AI-powered MEV bots: the scam that exploits the ChatGPT buzz

Blockchain security continues to uncover new variants of an already established scam: cybercriminals have dusted off old trading bot scams and reincarnated them with a modern veneer—artificial intelligence. According to security firm SlowMist, a growing wave of users is falling victim to these repurposed MEV bots, which promise astronomical profits through arbitrage strategies on the Ethereum blockchain. What makes this evolution particularly insidious is how scammers have exploited the hype around ChatGPT and AI to make their schemes more convincing and harder to detect.

The Reinvention Mechanism: From “Uniswap Arbitrage” to “ChatGPT Arbitrage”

The scammers’ strategy is as simple as it is effective. In the past, fake MEV bots were advertised as “Uniswap Arbitrage MEV Bot,” attracting experienced traders familiar with the Uniswap protocol and MEV extraction mechanisms. However, realizing this approach was losing effectiveness, scammers decided to adapt to the current trend: artificial intelligence. The new MEV bots were renamed “ChatGPT Arbitrage MEV Bot,” a move that completely changes the perception of the average user.

“By labeling their scam as ChatGPT, they manage to gain the trust of a broader audience and appear much more credible than before,” explains SlowMist in its security report. The scammers claim to have used OpenAI’s ChatGPT to generate the underlying code of the bot, a narrative that helps dispel users’ suspicions about potential vulnerabilities or malicious features in the code itself. For many inexperienced traders, the idea that a bot was “generated by ChatGPT” sounds safer and more professionally built than it actually is.

How the Scam Works: From MetaMask Wallet to Theft via Smart Contract

The scam process follows a tried-and-true, dangerously effective script. Scammers lure users with promises of significant gains, claiming that the MEV bot automatically monitors new token launches and price fluctuations on Ethereum to identify profitable arbitrage opportunities. The proposal seems irresistible: intelligent software working 24/7 to make money for you.

Victims are then guided through a series of seemingly harmless steps. First, they must create a MetaMask wallet if they don’t already have one. Next, they are provided with a link directing them to Remix, a legitimate open-source platform for developing and deploying smart contracts. Here, the fraudulent code of the MEV bot is presented as if it were a legitimate product ready to be copied and deployed on the network.

Once the “bot” is “activated” on the blockchain, victims are told they need to fund the smart contract to start generating profits. The scammers promise that the more ETH they deposit, the higher their arbitrage gains will be. This is where the real theft occurs. When the user clicks the “start” button to begin operations, the deposited ETH vanishes instantly, drained directly into the criminal’s wallet via a backdoor embedded in the smart contract itself. The stolen funds are then quickly transferred to cryptocurrency exchanges or sent to temporary wallets to obscure the trail of the theft.

Scam Numbers: Thousands of Victims, Millions in Losses

SlowMist has identified at least three blockchain addresses used by this network of scammers to carry out their fraudulent operations, and the numbers are alarming. One address has stolen 30 Ether (ETH)—worth over $78,000—from more than 100 victims since August of this year. Two additional addresses each stole 20 ETH, equivalent to over $52,000, from a total of 93 victims.

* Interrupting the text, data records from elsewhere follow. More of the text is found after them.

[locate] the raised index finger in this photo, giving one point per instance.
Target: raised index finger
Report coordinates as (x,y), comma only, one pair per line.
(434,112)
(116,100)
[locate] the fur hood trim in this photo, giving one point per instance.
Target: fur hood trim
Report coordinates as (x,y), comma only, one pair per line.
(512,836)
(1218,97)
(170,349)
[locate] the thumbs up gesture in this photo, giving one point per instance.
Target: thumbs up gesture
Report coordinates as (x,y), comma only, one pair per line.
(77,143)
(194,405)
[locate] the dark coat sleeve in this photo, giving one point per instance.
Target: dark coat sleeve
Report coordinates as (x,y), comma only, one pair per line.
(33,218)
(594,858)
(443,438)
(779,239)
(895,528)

What emerges from the data is a deliberate strategy by the criminals: they operate with a “broad network approach,” stealing relatively small amounts from many different victims. This tactic is far from random. SlowMist notes that because individual losses remain contained, most victims lack the time or resources to pursue legal action or recover their funds. The effort and costs to seek justice often outweigh the actual amount stolen, creating a perverse incentive to remain inactive. As a result, scammers can continue their operations virtually undisturbed, simply rebranding their scheme with a new name when old variants lose effectiveness.

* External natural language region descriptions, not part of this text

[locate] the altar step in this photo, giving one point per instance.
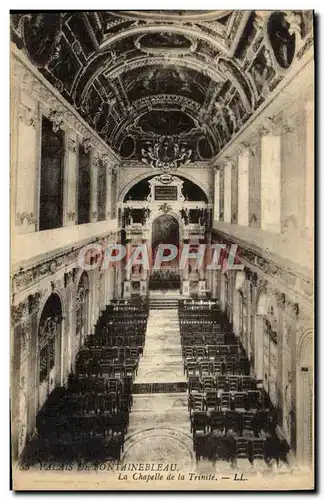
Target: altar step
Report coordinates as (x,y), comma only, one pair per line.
(159,387)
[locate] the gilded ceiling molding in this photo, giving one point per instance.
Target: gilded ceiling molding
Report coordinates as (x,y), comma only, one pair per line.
(27,277)
(52,103)
(207,15)
(190,62)
(190,31)
(285,281)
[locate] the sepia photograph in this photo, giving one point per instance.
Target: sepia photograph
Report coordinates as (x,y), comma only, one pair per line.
(162,250)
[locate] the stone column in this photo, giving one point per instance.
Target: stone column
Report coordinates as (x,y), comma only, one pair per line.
(243,187)
(228,192)
(221,194)
(108,186)
(94,163)
(255,182)
(70,179)
(28,150)
(309,151)
(271,183)
(216,194)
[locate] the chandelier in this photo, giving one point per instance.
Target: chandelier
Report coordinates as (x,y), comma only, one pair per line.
(166,154)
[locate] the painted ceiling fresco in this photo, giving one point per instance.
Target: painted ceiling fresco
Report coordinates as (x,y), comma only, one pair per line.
(136,75)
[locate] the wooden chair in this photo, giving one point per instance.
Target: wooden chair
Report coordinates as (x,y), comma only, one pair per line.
(205,368)
(240,401)
(221,383)
(195,402)
(198,422)
(208,384)
(191,367)
(242,448)
(200,351)
(233,383)
(225,401)
(194,383)
(215,421)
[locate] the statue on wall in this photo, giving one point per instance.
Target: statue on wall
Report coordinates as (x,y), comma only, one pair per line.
(146,215)
(185,216)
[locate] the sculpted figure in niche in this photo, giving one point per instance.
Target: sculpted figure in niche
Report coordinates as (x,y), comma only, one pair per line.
(262,71)
(282,39)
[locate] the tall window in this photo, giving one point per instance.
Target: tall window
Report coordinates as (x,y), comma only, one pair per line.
(49,339)
(243,189)
(113,193)
(83,186)
(270,183)
(82,301)
(101,191)
(51,177)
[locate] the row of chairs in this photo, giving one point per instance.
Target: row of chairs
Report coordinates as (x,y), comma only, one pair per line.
(210,367)
(85,384)
(111,368)
(248,423)
(118,340)
(225,401)
(230,448)
(109,353)
(221,383)
(205,339)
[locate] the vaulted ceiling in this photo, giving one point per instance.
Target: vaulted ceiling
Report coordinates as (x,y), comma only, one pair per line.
(135,76)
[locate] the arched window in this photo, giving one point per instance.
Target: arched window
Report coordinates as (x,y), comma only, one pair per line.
(49,341)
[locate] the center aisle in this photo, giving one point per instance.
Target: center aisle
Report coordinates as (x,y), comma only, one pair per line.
(159,427)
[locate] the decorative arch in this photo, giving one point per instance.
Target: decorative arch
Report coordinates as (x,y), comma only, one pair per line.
(49,341)
(82,310)
(147,174)
(305,341)
(262,302)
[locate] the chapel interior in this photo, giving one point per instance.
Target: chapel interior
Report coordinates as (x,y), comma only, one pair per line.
(162,127)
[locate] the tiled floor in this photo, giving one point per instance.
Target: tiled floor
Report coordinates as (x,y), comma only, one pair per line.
(159,429)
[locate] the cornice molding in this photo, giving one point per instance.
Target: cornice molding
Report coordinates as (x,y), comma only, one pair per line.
(53,104)
(28,276)
(299,288)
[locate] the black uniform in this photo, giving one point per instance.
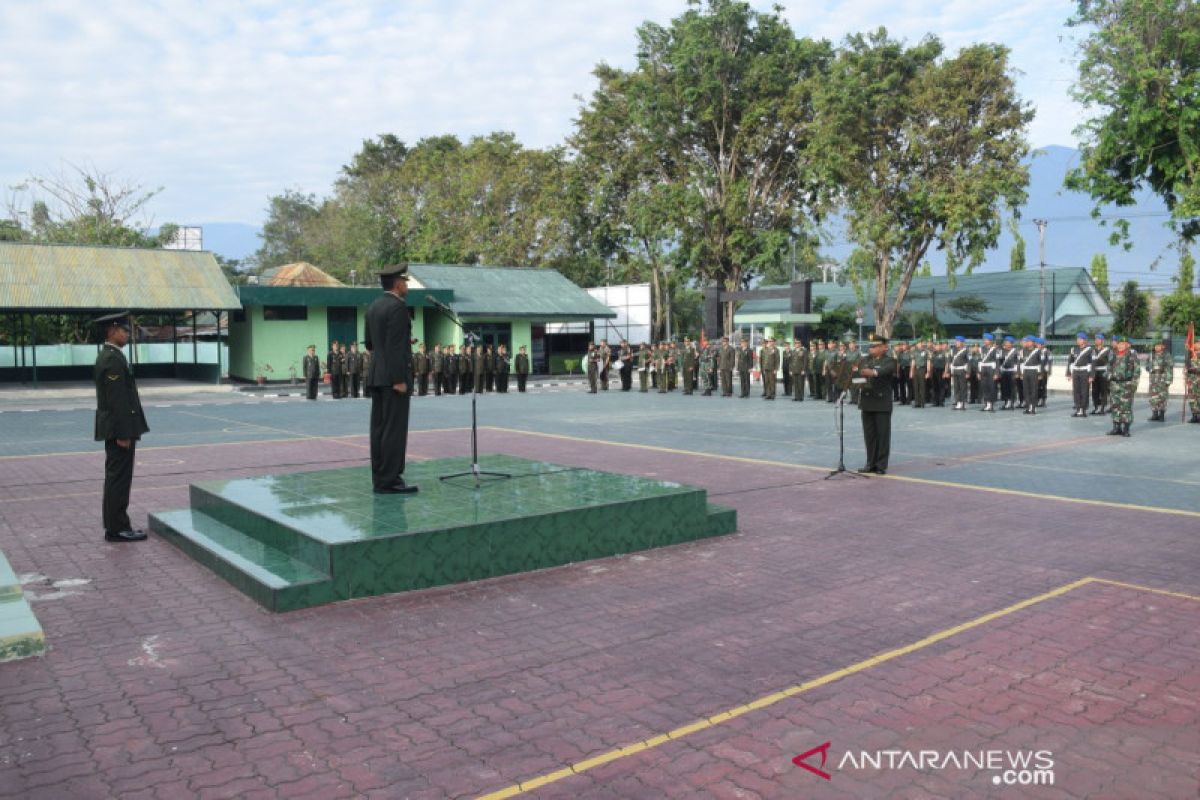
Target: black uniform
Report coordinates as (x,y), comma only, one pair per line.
(522,371)
(388,331)
(875,403)
(119,415)
(311,368)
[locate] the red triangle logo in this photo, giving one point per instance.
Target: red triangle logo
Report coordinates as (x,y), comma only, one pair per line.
(799,761)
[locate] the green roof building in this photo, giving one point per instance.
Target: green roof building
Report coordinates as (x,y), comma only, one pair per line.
(499,304)
(977,302)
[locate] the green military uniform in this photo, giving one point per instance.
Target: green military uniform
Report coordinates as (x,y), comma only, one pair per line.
(919,370)
(768,362)
(1123,373)
(875,404)
(726,359)
(436,362)
(1162,372)
(689,370)
(119,423)
(745,362)
(798,365)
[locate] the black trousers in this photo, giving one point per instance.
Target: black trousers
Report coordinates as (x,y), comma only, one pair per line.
(1030,388)
(389,435)
(1099,389)
(988,385)
(877,435)
(118,481)
(1079,389)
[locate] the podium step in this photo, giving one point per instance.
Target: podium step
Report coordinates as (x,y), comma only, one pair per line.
(269,576)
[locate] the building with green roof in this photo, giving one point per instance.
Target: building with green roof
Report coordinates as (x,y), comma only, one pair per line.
(78,283)
(976,304)
(499,304)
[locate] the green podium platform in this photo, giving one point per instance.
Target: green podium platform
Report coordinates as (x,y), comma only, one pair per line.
(306,539)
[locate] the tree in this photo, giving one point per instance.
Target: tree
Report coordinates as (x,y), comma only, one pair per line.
(707,142)
(283,233)
(83,205)
(1017,257)
(925,151)
(1187,276)
(1131,312)
(969,306)
(1101,274)
(1139,78)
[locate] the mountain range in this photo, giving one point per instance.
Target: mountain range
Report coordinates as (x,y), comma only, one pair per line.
(1072,236)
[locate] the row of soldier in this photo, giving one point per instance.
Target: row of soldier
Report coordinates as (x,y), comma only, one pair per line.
(929,372)
(444,371)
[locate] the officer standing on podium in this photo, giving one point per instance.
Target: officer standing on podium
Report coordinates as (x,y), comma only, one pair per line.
(389,342)
(120,422)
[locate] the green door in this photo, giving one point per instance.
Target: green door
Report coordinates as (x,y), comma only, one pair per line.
(343,324)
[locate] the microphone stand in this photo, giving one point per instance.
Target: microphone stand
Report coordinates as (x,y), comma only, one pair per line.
(841,439)
(474,471)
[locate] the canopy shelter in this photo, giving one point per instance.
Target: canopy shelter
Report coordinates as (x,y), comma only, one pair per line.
(83,282)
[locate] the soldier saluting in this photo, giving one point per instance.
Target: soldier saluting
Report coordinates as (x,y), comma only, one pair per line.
(120,422)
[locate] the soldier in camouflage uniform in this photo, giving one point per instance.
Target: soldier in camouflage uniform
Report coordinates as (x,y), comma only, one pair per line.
(707,366)
(1123,373)
(1193,382)
(1162,371)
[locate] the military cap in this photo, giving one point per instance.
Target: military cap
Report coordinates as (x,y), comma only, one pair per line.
(120,319)
(395,271)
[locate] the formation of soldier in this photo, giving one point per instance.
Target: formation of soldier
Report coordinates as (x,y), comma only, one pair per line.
(1005,374)
(445,370)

Where the Scams Live: The Role of YouTube and Social Media

The proliferation of these fraudulent MEV bots is fueled by massive promotion through videos on YouTube and other platforms. Criminals leverage the virality of social media to reach a global audience of traders seeking quick, automated solutions to their financial problems.

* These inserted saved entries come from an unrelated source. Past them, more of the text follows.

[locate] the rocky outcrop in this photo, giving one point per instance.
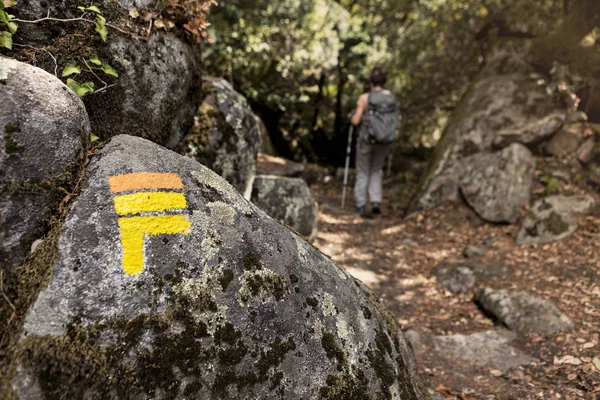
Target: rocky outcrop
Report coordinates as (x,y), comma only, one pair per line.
(502,97)
(287,200)
(553,218)
(461,276)
(166,283)
(497,186)
(225,135)
(523,312)
(44,129)
(156,93)
(492,349)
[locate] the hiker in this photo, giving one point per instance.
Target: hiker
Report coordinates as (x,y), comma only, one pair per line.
(377,116)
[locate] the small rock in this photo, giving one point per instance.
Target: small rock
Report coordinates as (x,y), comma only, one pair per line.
(456,278)
(471,251)
(498,185)
(553,218)
(523,312)
(287,200)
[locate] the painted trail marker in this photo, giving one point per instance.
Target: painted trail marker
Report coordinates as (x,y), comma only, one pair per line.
(154,206)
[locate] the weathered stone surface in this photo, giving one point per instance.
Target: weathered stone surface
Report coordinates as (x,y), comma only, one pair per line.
(523,312)
(456,278)
(287,200)
(498,185)
(44,128)
(269,165)
(155,93)
(566,141)
(225,135)
(235,306)
(533,133)
(490,349)
(553,218)
(461,276)
(473,251)
(502,97)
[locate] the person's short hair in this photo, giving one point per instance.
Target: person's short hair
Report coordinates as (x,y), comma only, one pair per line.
(378,77)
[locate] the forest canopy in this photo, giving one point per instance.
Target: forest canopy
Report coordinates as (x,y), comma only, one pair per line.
(303,63)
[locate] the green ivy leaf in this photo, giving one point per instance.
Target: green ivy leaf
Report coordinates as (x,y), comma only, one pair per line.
(71,68)
(101,27)
(108,70)
(80,90)
(95,60)
(6,40)
(94,9)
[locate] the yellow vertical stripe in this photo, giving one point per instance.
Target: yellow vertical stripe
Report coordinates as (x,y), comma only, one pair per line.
(132,236)
(148,201)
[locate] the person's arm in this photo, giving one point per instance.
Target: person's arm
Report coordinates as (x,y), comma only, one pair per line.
(361,107)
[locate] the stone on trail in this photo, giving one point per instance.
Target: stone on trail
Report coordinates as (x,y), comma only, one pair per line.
(225,135)
(523,312)
(44,128)
(553,218)
(502,96)
(287,200)
(168,284)
(498,185)
(533,133)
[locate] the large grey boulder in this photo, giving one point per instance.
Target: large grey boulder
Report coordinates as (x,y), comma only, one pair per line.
(497,186)
(523,312)
(287,200)
(533,133)
(44,129)
(167,284)
(502,97)
(155,95)
(553,218)
(225,135)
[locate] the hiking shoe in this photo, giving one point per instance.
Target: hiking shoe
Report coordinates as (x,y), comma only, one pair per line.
(376,208)
(362,211)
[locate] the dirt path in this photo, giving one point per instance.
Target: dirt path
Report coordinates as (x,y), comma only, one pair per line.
(396,258)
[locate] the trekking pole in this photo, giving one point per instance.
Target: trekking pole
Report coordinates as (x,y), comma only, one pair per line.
(348,151)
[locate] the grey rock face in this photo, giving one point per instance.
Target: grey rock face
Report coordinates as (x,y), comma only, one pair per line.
(269,165)
(461,276)
(523,312)
(154,96)
(169,285)
(287,200)
(497,186)
(533,133)
(44,128)
(456,278)
(225,135)
(502,97)
(553,218)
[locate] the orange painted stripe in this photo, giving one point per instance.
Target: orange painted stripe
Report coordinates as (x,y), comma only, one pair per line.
(144,180)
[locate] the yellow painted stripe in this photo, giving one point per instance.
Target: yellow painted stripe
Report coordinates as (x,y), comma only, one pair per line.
(132,236)
(136,203)
(144,180)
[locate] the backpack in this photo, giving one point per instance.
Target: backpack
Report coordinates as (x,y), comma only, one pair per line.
(384,115)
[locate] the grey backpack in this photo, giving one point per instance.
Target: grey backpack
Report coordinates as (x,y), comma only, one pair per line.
(383,116)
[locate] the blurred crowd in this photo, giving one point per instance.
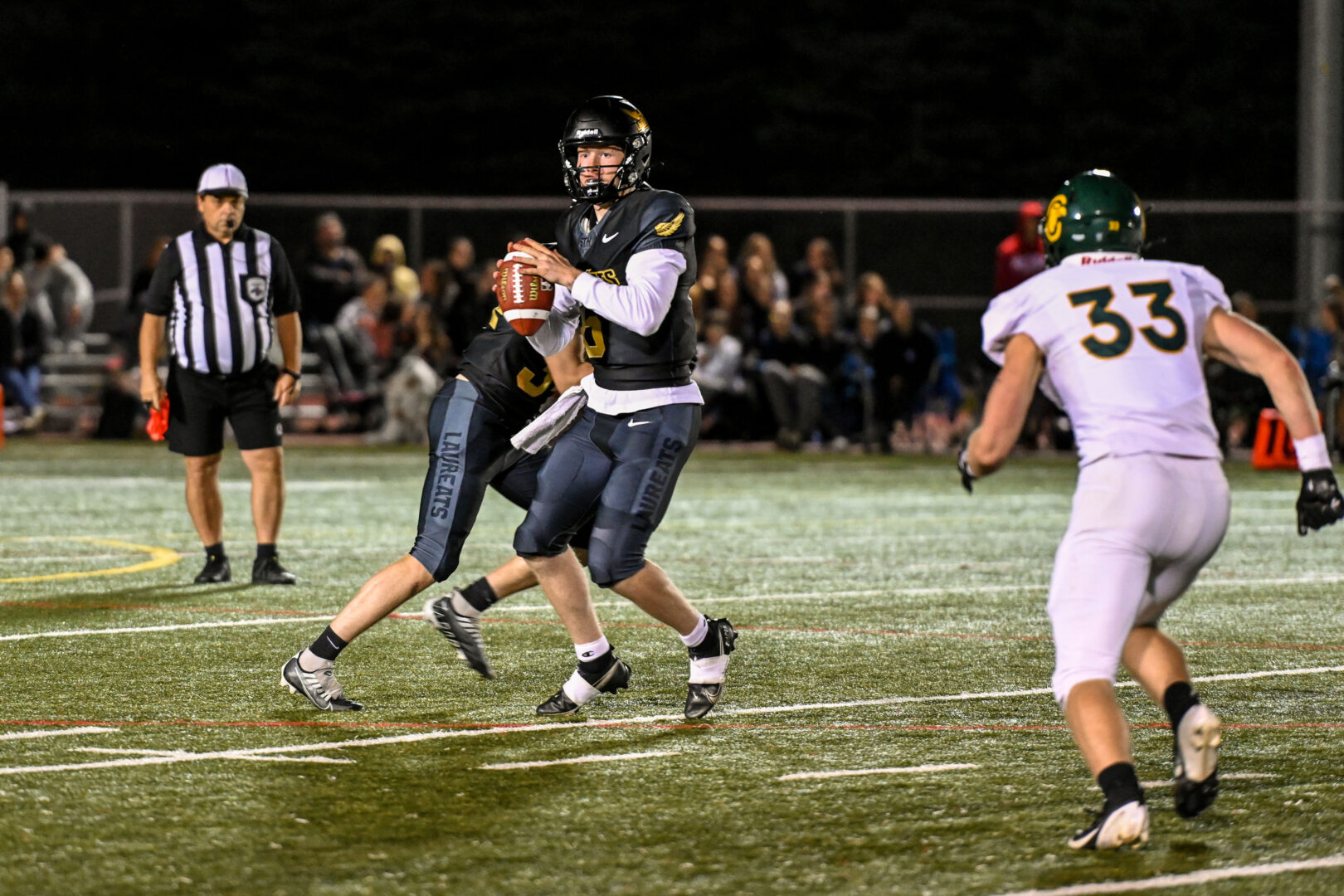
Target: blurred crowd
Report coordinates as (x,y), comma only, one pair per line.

However, many of these scam videos can be recognized if you know what to look for. SlowMist points out several warning signs that should trigger immediate alarm. Non-synchronized video and audio are common indicators—scammers often recycle material from other sources, resulting in noticeable audio-video mismatches. Also, an unusually high number of praise and thank-you comments in the initial messages of a thread, followed by later updates where users expose the scam, clearly signal organized fraud.

Recognizing these patterns is crucial because each promotional video represents a potential wave of new victims ready to fall for the MEV bot scams. Being vigilant against signs of fraud is not only a matter of personal caution but also a collective effort to protect the entire cryptocurrency ecosystem from criminals who exploit technical complexity and media buzz to enrich themselves illegally.